## anonymous one year ago Please, help me

1. anonymous

Proof $\frac{ \textbf{x }- \textbf{x}_i }{ \left| \textbf{x} - {\textbf{x}_i} \right|^3 } = \bigtriangledown \left( \frac{ 1 }{ x-x' } \right)$

2. TheCatMan

i say to find the area of the triangle using other info to the question (if there is none i have no clue) distribute to the right side of the equation and cross eliminate to solve

3. UsukiDoll

WHAT THE! SOlving has nothing to do with writing a complete proof.
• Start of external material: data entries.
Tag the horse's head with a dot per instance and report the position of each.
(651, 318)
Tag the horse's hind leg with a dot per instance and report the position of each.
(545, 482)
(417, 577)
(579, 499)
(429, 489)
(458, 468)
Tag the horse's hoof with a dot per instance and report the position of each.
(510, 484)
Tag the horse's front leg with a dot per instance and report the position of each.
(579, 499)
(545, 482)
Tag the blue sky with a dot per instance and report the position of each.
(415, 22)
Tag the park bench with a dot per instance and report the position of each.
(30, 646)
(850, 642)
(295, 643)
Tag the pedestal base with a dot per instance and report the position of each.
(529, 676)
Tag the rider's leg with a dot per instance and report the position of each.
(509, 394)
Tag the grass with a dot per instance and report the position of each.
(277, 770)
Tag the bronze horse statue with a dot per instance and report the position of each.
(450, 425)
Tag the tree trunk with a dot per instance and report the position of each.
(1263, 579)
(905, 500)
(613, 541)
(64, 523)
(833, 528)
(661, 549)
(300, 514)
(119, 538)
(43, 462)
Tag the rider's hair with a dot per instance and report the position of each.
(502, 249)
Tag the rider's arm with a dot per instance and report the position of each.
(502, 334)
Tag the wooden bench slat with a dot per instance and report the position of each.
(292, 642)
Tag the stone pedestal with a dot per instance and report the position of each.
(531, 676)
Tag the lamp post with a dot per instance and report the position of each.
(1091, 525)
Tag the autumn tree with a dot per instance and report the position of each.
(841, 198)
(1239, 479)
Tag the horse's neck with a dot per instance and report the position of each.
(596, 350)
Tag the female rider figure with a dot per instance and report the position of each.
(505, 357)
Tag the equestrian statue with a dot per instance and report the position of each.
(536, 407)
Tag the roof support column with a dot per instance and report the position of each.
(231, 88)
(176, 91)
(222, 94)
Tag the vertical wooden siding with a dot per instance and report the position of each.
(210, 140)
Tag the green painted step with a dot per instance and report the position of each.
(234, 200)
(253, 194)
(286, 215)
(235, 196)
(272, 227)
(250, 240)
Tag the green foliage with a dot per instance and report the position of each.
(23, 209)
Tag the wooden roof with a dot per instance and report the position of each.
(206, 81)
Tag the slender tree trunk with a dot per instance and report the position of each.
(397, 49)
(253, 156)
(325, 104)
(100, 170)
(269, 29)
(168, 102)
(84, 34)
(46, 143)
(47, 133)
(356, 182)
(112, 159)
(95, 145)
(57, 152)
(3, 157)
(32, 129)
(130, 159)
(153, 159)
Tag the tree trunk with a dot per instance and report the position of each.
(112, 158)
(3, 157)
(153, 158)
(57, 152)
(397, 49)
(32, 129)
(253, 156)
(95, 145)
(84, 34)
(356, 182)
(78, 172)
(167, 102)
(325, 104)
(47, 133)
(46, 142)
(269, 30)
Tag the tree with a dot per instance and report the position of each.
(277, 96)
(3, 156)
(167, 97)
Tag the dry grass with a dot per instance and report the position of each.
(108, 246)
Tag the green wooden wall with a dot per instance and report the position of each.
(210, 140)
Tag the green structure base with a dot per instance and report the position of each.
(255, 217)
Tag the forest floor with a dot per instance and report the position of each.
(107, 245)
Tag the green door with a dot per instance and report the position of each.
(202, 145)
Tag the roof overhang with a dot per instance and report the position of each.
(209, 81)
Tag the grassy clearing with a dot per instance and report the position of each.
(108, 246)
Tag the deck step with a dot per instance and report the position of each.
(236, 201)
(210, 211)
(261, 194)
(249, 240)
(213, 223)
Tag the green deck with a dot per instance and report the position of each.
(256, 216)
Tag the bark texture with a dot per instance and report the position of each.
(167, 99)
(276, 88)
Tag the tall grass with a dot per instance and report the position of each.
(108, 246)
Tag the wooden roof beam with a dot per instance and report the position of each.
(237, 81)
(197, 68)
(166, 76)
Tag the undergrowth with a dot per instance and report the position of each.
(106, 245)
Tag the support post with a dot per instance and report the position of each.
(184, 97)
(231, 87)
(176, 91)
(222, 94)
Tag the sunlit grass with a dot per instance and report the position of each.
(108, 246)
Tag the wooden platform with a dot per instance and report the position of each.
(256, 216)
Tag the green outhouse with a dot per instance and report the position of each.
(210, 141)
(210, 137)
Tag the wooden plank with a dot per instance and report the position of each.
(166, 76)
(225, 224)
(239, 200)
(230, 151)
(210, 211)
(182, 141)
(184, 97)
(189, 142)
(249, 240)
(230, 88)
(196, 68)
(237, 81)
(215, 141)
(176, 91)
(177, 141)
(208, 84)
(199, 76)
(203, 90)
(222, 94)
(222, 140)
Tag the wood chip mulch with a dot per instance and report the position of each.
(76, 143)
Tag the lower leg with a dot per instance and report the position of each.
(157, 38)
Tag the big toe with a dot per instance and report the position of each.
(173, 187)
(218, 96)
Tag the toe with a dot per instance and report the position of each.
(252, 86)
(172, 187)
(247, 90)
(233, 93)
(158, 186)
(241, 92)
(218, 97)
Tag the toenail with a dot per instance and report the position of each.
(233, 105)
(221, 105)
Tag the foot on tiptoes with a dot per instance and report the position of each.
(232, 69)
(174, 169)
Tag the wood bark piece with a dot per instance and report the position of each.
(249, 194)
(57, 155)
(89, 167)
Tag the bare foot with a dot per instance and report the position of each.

And I don't know which subject this came from. It could be from some grad school Math course :S

4. UsukiDoll

I know that for proofs like this you either start at the left apply some theorems...definitions lalalalalla and achieve the right or start at the right apply some theorems...definitions lalalla and achieve the left.

5. anonymous

mathematical physics

6. UsukiDoll

that could be in the later part of Mathematical Physics...... I only know the first half and have not done a proof like this

7. TheCatMan

i wish i could help but im dumber than a fart in a crowded room.

8. alekos

it really means nothing without some sort of context. tel us more about the problem

9. Michele_Laino

here are some steps: we can write: ${\mathbf{x}} - {{\mathbf{x}}_i} = {\mathbf{r}}$ where: ${\mathbf{r}} \cdot {\mathbf{r}} = {x^2} + {y^2} + {z^2}$

10. Michele_Laino

so we have: $\large \begin{gathered} \frac{\partial }{{\partial x}}\left( {\frac{1}{r}} \right) = \frac{\partial }{{\partial x}}\left( {\frac{1}{{\sqrt {{x^2} + {y^2} + {z^2}} }}} \right) = - \frac{x}{{{{\left( {\sqrt {{x^2} + {y^2} + {z^2}} } \right)}^3}}} \hfill \\ \hfill \\ \frac{\partial }{{\partial y}}\left( {\frac{1}{r}} \right) = \frac{\partial }{{\partial y}}\left( {\frac{1}{{\sqrt {{x^2} + {y^2} + {z^2}} }}} \right) = - \frac{y}{{{{\left( {\sqrt {{x^2} + {y^2} + {z^2}} } \right)}^3}}} \hfill \\ \hfill \\ \frac{\partial }{{\partial z}}\left( {\frac{1}{r}} \right) = \frac{\partial }{{\partial z}}\left( {\frac{1}{{\sqrt {{x^2} + {y^2} + {z^2}} }}} \right) = - \frac{z}{{{{\left( {\sqrt {{x^2} + {y^2} + {z^2}} } \right)}^3}}} \hfill \\ \end{gathered}$

11. Michele_Laino

$\begin{gathered} \frac{\partial }{{\partial x}}\left( {\frac{1}{r}} \right) = \frac{\partial }{{\partial x}}\left( {\frac{1}{{\sqrt {{x^2} + {y^2} + {z^2}} }}} \right) = - \frac{x}{{{{\left( {\sqrt {{x^2} + {y^2} + {z^2}} } \right)}^3}}} \hfill \\ \hfill \\ \frac{\partial }{{\partial y}}\left( {\frac{1}{r}} \right) = \frac{\partial }{{\partial y}}\left( {\frac{1}{{\sqrt {{x^2} + {y^2} + {z^2}} }}} \right) = - \frac{y}{{{{\left( {\sqrt {{x^2} + {y^2} + {z^2}} } \right)}^3}}} \hfill \\ \hfill \\ \frac{\partial }{{\partial z}}\left( {\frac{1}{r}} \right) = \frac{\partial }{{\partial z}}\left( {\frac{1}{{\sqrt {{x^2} + {y^2} + {z^2}} }}} \right) = - \frac{z}{{{{\left( {\sqrt {{x^2} + {y^2} + {z^2}} } \right)}^3}}} \hfill \\ \end{gathered}$

12. Michele_Laino

and finally: $\Large \nabla \left( {\frac{1}{r}} \right) = - \frac{{\mathbf{r}}}{{{r^3}}}$

13. anonymous

awesome @Michele_Laino , thank you

14. anonymous

i also thank to @TheCatMan , @UsukiDoll , @alekos

15. UsukiDoll

what @Michele_Laino latexed is similar to an example from a book I had to use almost a year ago. There was partial derivatives, product rule, and chain rule involved.